DARPA intends to revolutionize machine learning
Almost every news from DARPA related to robots and artificial intelligence is inevitably accompanied by snapped comments about Skynet. But this time they will be surprisingly appropriate. The Agency's new research program is devoted to probabilistic programming for solving advanced machine learning tasks (Probabilistic Programming for Advanced Machine Learning or PPAML). According to program manager Kathleen Fisher, DARPA intends to do as much as "Do for machine learning what the advent of high-level languages 50 years ago did for programming in general."
Machine learning algorithms are already widely used in consumer technologies - anti-spam, speech recognition, car robots and for analyzing gigantic amounts of data in medicine or finance. Naturally, the prospects of machine learning are interesting for the military as well. At the same time, there are no universally accepted universal tools for creating intelligent systems. Because of this, you have to constantly invent bicycles, over and over again implement algorithms similar to two drops of water, build an architecture from scratch.

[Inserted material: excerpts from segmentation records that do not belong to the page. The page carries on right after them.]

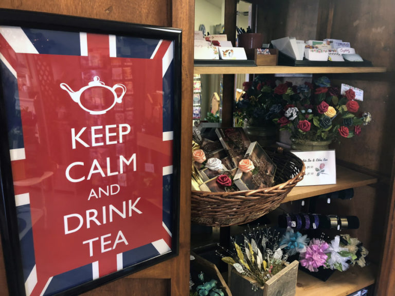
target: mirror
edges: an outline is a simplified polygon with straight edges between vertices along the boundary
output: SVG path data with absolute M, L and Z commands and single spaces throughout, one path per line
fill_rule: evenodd
M 251 25 L 252 5 L 239 1 L 237 6 L 236 25 L 247 30 Z M 221 34 L 223 32 L 225 0 L 195 0 L 194 30 L 202 31 L 204 35 Z M 234 44 L 234 46 L 237 44 Z M 235 90 L 243 88 L 243 83 L 248 80 L 248 75 L 236 75 Z M 214 120 L 210 115 L 212 109 L 212 98 L 216 93 L 220 98 L 218 115 L 220 120 L 222 110 L 222 75 L 204 75 L 194 76 L 193 119 Z M 216 108 L 214 108 L 216 109 Z M 216 114 L 212 114 L 215 117 Z

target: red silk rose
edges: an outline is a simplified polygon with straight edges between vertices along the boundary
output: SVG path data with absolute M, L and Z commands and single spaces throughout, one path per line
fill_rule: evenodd
M 286 125 L 290 121 L 288 120 L 288 118 L 283 116 L 279 119 L 277 121 L 277 123 L 280 123 L 280 126 L 284 126 L 284 125 Z
M 346 104 L 346 106 L 347 107 L 347 110 L 350 112 L 355 113 L 358 111 L 358 109 L 360 108 L 360 105 L 356 101 L 349 101 Z
M 322 87 L 316 88 L 314 94 L 318 95 L 319 94 L 325 94 L 325 92 L 328 92 L 328 87 Z
M 359 125 L 355 125 L 354 126 L 354 134 L 357 136 L 359 136 L 361 134 L 361 126 Z
M 350 131 L 348 130 L 348 127 L 347 126 L 340 126 L 340 128 L 337 130 L 339 131 L 339 134 L 345 138 L 348 137 L 348 134 Z
M 232 180 L 226 175 L 220 175 L 217 177 L 217 182 L 222 186 L 230 186 Z
M 298 123 L 298 128 L 304 133 L 309 132 L 310 130 L 311 126 L 311 124 L 307 120 L 301 120 Z
M 323 114 L 328 111 L 328 108 L 329 107 L 329 105 L 328 105 L 328 103 L 325 102 L 325 101 L 322 101 L 319 105 L 317 106 L 317 110 L 318 111 L 318 113 Z
M 277 95 L 283 95 L 288 90 L 288 85 L 285 83 L 281 83 L 274 89 L 274 93 Z
M 346 97 L 347 98 L 347 100 L 354 100 L 355 98 L 355 92 L 351 88 L 346 90 Z

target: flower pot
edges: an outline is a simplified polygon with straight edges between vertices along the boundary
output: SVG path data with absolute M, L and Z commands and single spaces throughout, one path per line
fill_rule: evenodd
M 236 271 L 229 271 L 228 283 L 232 295 L 243 296 L 293 296 L 296 292 L 299 262 L 295 260 L 267 281 L 254 288 L 253 281 Z
M 248 126 L 244 128 L 251 142 L 256 141 L 262 147 L 268 147 L 276 142 L 276 129 L 274 126 Z
M 301 151 L 317 151 L 318 150 L 328 150 L 332 141 L 310 141 L 291 137 L 291 147 L 293 150 Z

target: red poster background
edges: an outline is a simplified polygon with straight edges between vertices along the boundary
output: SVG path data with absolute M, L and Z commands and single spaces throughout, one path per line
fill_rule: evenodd
M 117 254 L 164 238 L 163 168 L 172 164 L 172 142 L 163 140 L 161 59 L 110 58 L 108 36 L 88 34 L 88 41 L 87 57 L 17 53 L 19 62 L 12 65 L 18 73 L 26 154 L 25 159 L 12 162 L 13 177 L 15 195 L 28 193 L 30 196 L 39 283 L 32 295 L 39 294 L 49 277 L 96 261 L 99 262 L 100 276 L 115 271 Z M 170 44 L 164 42 L 162 52 L 157 53 L 159 58 Z M 95 76 L 105 85 L 120 83 L 127 88 L 122 102 L 104 114 L 87 112 L 60 87 L 66 83 L 78 91 Z M 26 92 L 24 85 L 28 82 L 30 87 Z M 120 89 L 116 91 L 120 96 Z M 106 108 L 114 99 L 110 90 L 98 86 L 84 91 L 80 98 L 83 105 L 94 110 Z M 131 127 L 122 143 L 119 124 Z M 109 125 L 116 125 L 109 129 L 116 133 L 109 138 L 116 144 L 106 143 L 105 126 Z M 92 146 L 93 126 L 102 127 L 94 134 L 102 135 L 94 140 L 102 145 Z M 71 129 L 77 134 L 84 127 L 79 138 L 89 147 L 77 141 L 73 149 Z M 120 156 L 129 160 L 133 154 L 136 171 L 132 161 L 129 165 L 123 163 L 123 173 L 120 174 Z M 94 159 L 105 176 L 95 166 L 96 172 L 87 180 Z M 75 162 L 83 165 L 73 166 L 71 177 L 85 179 L 72 182 L 65 172 Z M 118 173 L 107 176 L 107 171 Z M 120 189 L 116 194 L 106 196 L 102 192 L 101 197 L 92 196 L 88 200 L 92 190 L 98 196 L 99 188 L 106 191 L 107 186 L 114 184 Z M 142 213 L 132 210 L 129 216 L 129 201 L 133 205 L 138 198 L 135 207 Z M 110 205 L 125 217 L 113 211 L 110 222 Z M 86 216 L 94 213 L 87 214 L 87 211 L 94 210 L 100 225 L 91 220 L 88 228 Z M 79 230 L 65 234 L 64 216 L 73 214 L 80 215 L 83 224 Z M 73 229 L 79 220 L 74 217 L 68 221 L 69 229 Z M 112 249 L 120 231 L 128 244 L 119 237 L 121 241 L 115 249 L 107 250 Z M 103 246 L 101 236 L 106 236 Z M 96 237 L 90 256 L 89 244 L 83 242 Z M 168 239 L 167 243 L 171 247 Z

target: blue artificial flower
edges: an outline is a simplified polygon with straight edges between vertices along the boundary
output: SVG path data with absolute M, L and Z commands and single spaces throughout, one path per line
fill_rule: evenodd
M 288 251 L 290 255 L 295 255 L 296 253 L 306 252 L 306 246 L 309 240 L 307 234 L 302 235 L 299 231 L 294 233 L 294 230 L 288 227 L 280 242 L 280 248 Z

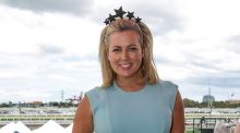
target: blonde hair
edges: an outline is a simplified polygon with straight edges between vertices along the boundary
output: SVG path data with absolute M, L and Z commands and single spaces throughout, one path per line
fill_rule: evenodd
M 142 82 L 155 84 L 159 80 L 159 76 L 153 59 L 153 36 L 149 28 L 143 22 L 136 23 L 134 20 L 118 19 L 107 25 L 100 34 L 99 60 L 103 76 L 101 87 L 110 86 L 117 77 L 108 60 L 109 36 L 116 32 L 123 31 L 134 31 L 140 35 L 140 44 L 144 55 L 140 66 L 143 75 Z

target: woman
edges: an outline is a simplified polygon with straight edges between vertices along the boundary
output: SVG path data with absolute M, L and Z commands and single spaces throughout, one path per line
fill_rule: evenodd
M 151 31 L 133 12 L 115 11 L 100 35 L 103 85 L 79 105 L 73 133 L 183 133 L 182 99 L 158 77 Z

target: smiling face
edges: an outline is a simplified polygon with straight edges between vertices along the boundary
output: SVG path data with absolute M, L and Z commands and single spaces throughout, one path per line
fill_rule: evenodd
M 136 75 L 143 58 L 140 35 L 134 31 L 116 32 L 108 43 L 108 60 L 117 78 Z

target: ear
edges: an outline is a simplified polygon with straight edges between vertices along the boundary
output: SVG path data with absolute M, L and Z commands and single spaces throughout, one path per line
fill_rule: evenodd
M 144 58 L 145 49 L 142 48 L 142 58 Z

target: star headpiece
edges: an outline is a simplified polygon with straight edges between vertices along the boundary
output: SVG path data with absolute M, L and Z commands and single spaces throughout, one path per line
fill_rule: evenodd
M 110 24 L 111 22 L 116 21 L 116 19 L 120 17 L 120 19 L 123 19 L 123 17 L 128 17 L 129 20 L 135 20 L 136 23 L 141 23 L 141 20 L 139 16 L 135 17 L 134 16 L 134 12 L 129 12 L 128 13 L 125 11 L 122 10 L 122 7 L 120 7 L 118 10 L 115 9 L 115 12 L 116 14 L 115 15 L 111 15 L 109 14 L 109 16 L 105 20 L 105 24 L 108 25 Z M 127 13 L 127 15 L 124 15 Z

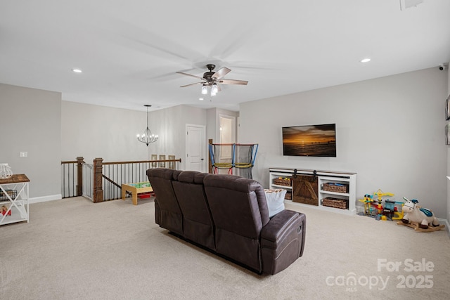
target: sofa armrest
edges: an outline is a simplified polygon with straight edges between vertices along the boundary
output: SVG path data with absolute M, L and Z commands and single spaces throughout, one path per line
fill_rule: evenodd
M 303 255 L 306 216 L 285 209 L 261 230 L 263 273 L 275 274 Z
M 277 244 L 283 240 L 286 233 L 288 233 L 288 231 L 292 230 L 292 226 L 294 223 L 300 226 L 300 228 L 296 228 L 297 231 L 302 231 L 303 223 L 299 223 L 299 221 L 301 221 L 300 219 L 300 213 L 297 211 L 289 209 L 280 211 L 263 227 L 261 230 L 261 240 Z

The set of approaches and paradigms used in machine learning is called probabilistic programming.". Tools, libraries and programming languages for him have not yet left the walls of universities, and their list is quite short. DARPA intends to change this situation.
Among the goals of the program are to radically reduce the complexity of creating machine learning systems, lower the threshold for entering intelligent programming into programs, and improve basic machine learning algorithms, the maximum use of modern hardware technologies - multi-core processors and GPUs, cloud computing, the creation and standardization of AP I for linking machine learning infrastructure elements into a single system
PPAML program is designed for 46 months. Detailed conditions and requirements will be announced on April 10 at a presentation in Arlington, Virginia. For now, you can download the PDF with a brief description of the program.
Machine learning algorithms are already widely used in consumer technologies - anti-spam, speech recognition, car robots and for analyzing gigantic amounts of data in medicine or finance. Naturally, the prospects of machine learning are interesting for the military as well. At the same time, there are no universally accepted universal tools for creating intelligent systems. Because of this, you have to constantly invent bicycles, over and over again implement algorithms similar to two drops of water, build an architecture from scratch.
The set of approaches and paradigms used in machine learning is called probabilistic programming.". Tools, libraries and programming languages for him have not yet left the walls of universities, and their list is quite short. DARPA intends to change this situation.
Among the goals of the program are to radically reduce the complexity of creating machine learning systems, lower the threshold for entering intelligent programming into programs, and improve basic machine learning algorithms, the maximum use of modern hardware technologies - multi-core processors and GPUs, cloud computing, the creation and standardization of AP I for linking machine learning infrastructure elements into a single system
PPAML program is designed for 46 months. Detailed conditions and requirements will be announced on April 10 at a presentation in Arlington, Virginia. For now, you can download the PDF with a brief description of the program.